Les habitants peuvent aussi se déplacer jusqu’à l’un des quatre centres de santé ambulatoire mis en place par MSF dans la région. Là, les enfants sont vus par un infirmier. Si leur état de santé, en dehors de leur poids inquiétant, n’est pas alarmant, ils pourront retourner dans leur village et s’approvisionner en pâte d’arachide auprès des agents communautaires. En cas de complication médicale, ils sont envoyés à l’hôpital MSF de Massakory, l’autre bout de la chaîne.

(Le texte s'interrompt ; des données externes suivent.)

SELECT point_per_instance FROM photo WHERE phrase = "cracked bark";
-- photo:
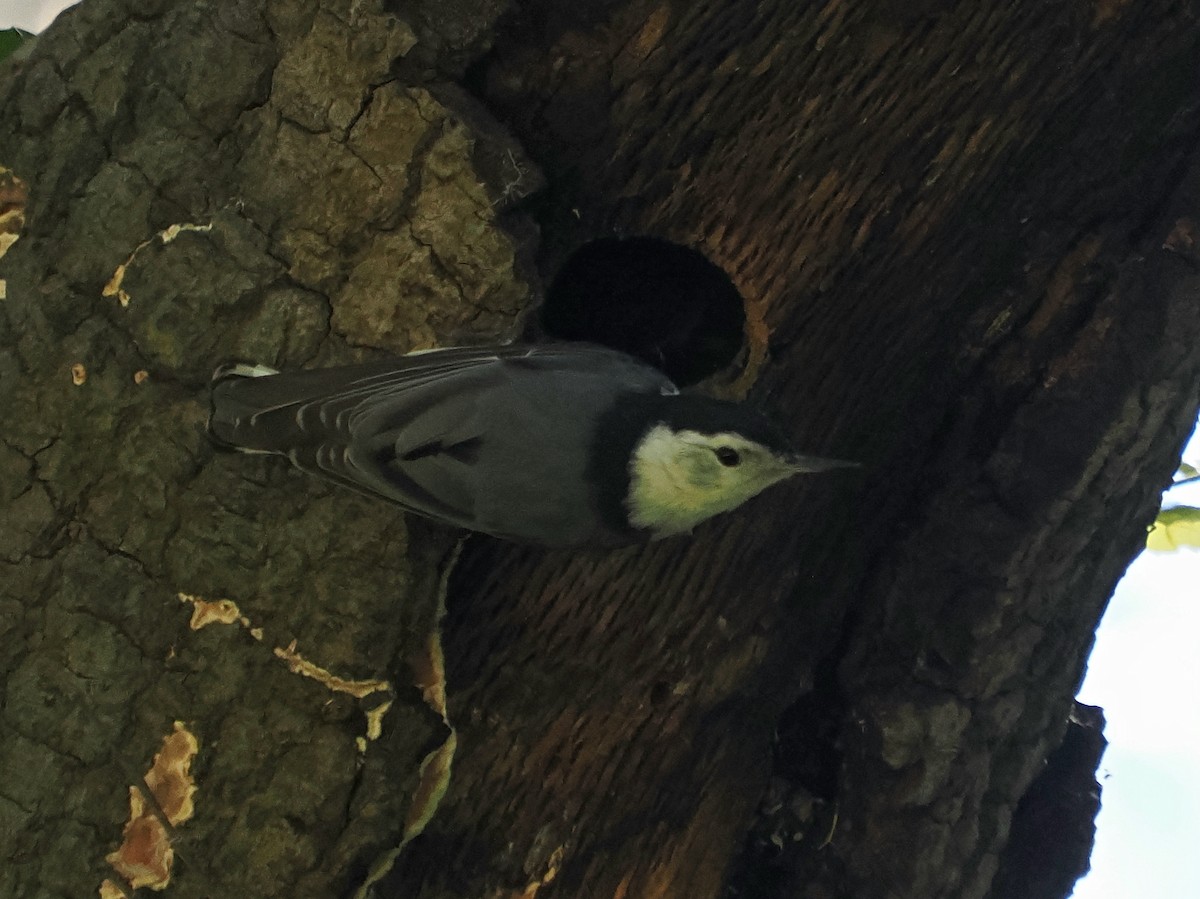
(952, 221)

En 2010, l’organisation médicale internationale était intervenue en urgence pour faire face à la grave crise alimentaire qui frappait tout le Tchad. Plus de 19 000 enfants avaient été soignés dans le Hadjer Lamis. Passée la crise, MSF est restée dans la petite ville de Massakory. L’organisation a installé un hôpital pédiatrique de 170 lits juste à côté de l’hôpital général du ministère de la Santé tchadien.

Un été difficile?

Au début du mois de mars, l’hôpital MSF débordait déjà, alors que le pic de malnutrition n’est attendu que pour le mois de juillet. Presque plus aucune place dans les différentes tentes, où les enfants sont réalimentés progressivement. La majorité des admissions sont liées à la malnutrition.
Les histoires de patients sont souvent les mêmes. «Mon enfant de 16 mois a commencé à vomir et à avoir des diarrhées. En plus, des oedèmes sont apparus. Je l’ai emmené ici. Il va mieux. Il est beaucoup plus éveillé et recommence à jouer, même s’il est encore loin de son poids normal», témoigne une mère.
L’afflux d’enfant à l’hôpital est-il un signe précurseur d’une nouvelle année difficile  comme en 2010? «La région de Hadjer Lamis ne connaît pas encore de crise nutritionnelle», répond Jacques Etienne, le chef de la mission MSF au Tchad. «Mais, comme dans tout le Sahel, les dernières récoltes ont été mauvaises et, si rien n’est fait, la situation peut se dégrader rapidement.»
Les activités communautaires sont censées décharger l’hôpital. Mais, pour l’instant, les enfants enregistrés en ambulatoire ou auprès des magasins n’augmentent pas, au contraire. Pour atténuer le pic de malnutrition, MSF a commencé à distribuer une variante de pâte d’arachide enrichie. Des milliers d’enfants entre six mois et deux ans en bénéficieront ces prochains mois. Une étude doit déterminer l’efficacité de telles distributions (lire l’interview de France Broillet). Enfin, plusieurs campagnes de vaccination sont prévues pour briser le cycle infernal des maladies et de la malnutrition.